The ANC supports foreign direct investment. This is good, but that foreigners own half of the JSE illustrates the risk that majority rule is under. We are living at the mercy of external forces that are reshaping our politics through capital accumulation because the majority of this country has no means to own this very half.

No other industrialised country has more than 40% of its stock market owned by foreigners, but South Africa. This speaks to the politics of global domination that OR Tambo spoke of.

Our currency is dependent on young people in striped suits on Wall Street who, with no feeling, strike keyboards betting against the rand to make profits or when banks managed by Manuel’s family illegally manipulate rand exchange trades.

We have said at the national executive committee of the ANC that the rand is peculiarly politicised; perhaps the most politicised currency in the world. Manuel did nothing about that and we know why.

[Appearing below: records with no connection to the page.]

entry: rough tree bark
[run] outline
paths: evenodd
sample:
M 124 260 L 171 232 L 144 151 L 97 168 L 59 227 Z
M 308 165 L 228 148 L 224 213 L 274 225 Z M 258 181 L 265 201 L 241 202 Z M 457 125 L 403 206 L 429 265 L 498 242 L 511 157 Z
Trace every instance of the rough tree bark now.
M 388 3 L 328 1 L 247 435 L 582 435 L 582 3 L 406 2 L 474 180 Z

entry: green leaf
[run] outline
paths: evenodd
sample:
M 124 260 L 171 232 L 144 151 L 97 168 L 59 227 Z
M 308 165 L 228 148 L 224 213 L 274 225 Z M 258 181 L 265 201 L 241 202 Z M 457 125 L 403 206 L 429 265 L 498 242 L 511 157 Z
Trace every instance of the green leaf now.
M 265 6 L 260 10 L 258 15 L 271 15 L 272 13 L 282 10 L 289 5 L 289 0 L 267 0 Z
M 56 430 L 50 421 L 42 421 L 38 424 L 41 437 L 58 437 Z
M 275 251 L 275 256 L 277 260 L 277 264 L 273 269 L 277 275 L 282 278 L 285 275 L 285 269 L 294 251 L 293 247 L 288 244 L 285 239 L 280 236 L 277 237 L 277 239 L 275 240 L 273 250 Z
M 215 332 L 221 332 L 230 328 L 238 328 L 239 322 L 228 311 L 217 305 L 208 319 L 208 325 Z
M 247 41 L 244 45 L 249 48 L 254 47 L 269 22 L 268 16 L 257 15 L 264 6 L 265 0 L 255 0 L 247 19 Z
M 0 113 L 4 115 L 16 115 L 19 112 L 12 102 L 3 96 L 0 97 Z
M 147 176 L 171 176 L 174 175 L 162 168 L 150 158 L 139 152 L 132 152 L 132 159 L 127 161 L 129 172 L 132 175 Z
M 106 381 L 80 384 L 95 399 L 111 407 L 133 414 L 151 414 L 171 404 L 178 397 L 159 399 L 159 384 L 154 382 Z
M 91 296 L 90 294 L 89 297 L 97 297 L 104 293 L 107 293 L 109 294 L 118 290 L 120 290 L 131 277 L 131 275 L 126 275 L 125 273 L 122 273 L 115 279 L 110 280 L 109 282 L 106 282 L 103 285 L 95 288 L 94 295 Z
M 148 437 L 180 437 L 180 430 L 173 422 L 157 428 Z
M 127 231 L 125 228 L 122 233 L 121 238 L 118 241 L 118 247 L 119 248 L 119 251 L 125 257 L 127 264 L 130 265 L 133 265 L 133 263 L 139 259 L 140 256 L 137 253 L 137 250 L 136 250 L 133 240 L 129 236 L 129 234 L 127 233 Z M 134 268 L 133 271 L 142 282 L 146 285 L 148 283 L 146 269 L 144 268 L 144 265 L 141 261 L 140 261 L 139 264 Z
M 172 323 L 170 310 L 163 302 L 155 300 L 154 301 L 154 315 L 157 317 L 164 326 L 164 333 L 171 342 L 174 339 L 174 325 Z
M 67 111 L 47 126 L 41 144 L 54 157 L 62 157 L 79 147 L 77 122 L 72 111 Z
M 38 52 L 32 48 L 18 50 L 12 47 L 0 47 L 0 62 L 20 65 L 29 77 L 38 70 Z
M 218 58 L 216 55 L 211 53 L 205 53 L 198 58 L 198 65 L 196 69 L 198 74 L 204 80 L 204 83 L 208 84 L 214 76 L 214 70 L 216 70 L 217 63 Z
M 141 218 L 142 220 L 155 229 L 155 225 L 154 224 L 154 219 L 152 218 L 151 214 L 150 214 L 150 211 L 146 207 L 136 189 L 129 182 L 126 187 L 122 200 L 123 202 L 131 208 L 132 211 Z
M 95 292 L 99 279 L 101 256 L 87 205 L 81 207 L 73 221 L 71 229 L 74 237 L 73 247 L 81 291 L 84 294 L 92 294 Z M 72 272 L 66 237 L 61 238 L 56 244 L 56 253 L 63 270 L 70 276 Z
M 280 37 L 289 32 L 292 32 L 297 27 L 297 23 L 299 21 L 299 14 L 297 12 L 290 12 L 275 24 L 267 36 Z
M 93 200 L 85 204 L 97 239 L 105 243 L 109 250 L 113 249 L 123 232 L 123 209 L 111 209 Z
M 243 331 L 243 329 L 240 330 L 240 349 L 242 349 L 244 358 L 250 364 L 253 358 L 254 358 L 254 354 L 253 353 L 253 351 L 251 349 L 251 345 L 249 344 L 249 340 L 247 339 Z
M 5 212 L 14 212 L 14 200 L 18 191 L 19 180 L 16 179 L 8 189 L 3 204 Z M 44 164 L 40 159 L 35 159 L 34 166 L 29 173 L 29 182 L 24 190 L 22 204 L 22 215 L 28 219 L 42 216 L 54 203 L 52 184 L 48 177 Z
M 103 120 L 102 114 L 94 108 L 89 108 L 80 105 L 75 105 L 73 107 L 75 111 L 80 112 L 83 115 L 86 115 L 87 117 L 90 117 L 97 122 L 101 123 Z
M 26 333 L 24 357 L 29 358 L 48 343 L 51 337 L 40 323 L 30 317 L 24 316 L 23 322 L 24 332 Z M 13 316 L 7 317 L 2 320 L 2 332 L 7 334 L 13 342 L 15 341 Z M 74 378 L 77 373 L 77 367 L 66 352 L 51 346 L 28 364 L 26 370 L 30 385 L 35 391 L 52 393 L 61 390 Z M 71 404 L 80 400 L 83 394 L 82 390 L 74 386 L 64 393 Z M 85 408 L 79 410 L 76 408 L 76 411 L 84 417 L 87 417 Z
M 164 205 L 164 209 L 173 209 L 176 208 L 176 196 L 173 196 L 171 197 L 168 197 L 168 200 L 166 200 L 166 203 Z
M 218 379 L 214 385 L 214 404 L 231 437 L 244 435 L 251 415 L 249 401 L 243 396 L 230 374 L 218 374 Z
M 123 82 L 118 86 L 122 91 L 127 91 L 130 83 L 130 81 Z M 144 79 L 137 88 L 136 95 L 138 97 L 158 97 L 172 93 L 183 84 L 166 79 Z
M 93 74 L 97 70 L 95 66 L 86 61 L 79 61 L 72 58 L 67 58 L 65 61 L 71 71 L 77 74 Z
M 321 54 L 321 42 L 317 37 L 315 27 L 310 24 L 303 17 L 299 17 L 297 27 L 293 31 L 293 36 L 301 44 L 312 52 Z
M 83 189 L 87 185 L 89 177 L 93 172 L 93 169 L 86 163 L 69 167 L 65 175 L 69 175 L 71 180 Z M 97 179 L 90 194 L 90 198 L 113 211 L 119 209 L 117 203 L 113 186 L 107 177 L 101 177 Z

White domination exists. Economic domination of black people exists. This domination emanates from a racially monopolised economy, specifically monopolised land ownership. Any person who says white monopoly capital does not exist should explain the meaning of Cecil John Rhodes’s 1894 Glen Grey Act which grabbed the land belonging to Africans; and the infamous 1913 Land Act which effectively monopolised 93% of land for white capital’s usage, leaving just 7% of arable land to the 95% African majority at the time. What was the meaning of the Broederbond?

The future of the ANC relies on its understanding of the question of economic dispossession of the natives and the restoration of their full economic rights.

It is also important to remind ourselves of the October 2007 National African Federated Chamber of Commerce and Industry annual general meeting, where SACP general secretary Dr Blade Nzimande stated: “ we must together wage a struggle to have economic policies that must break the hold of this white monopoly capital over our economy.” I agree.

As Friedrich Engels stated: “All history has been a history of class struggles between dominated classes at various stages of social development.”

Our struggle has just begun.

*Fikile Mbalula is an ANC NEC member.

** The views expressed here are not necessarily those of Independent Media.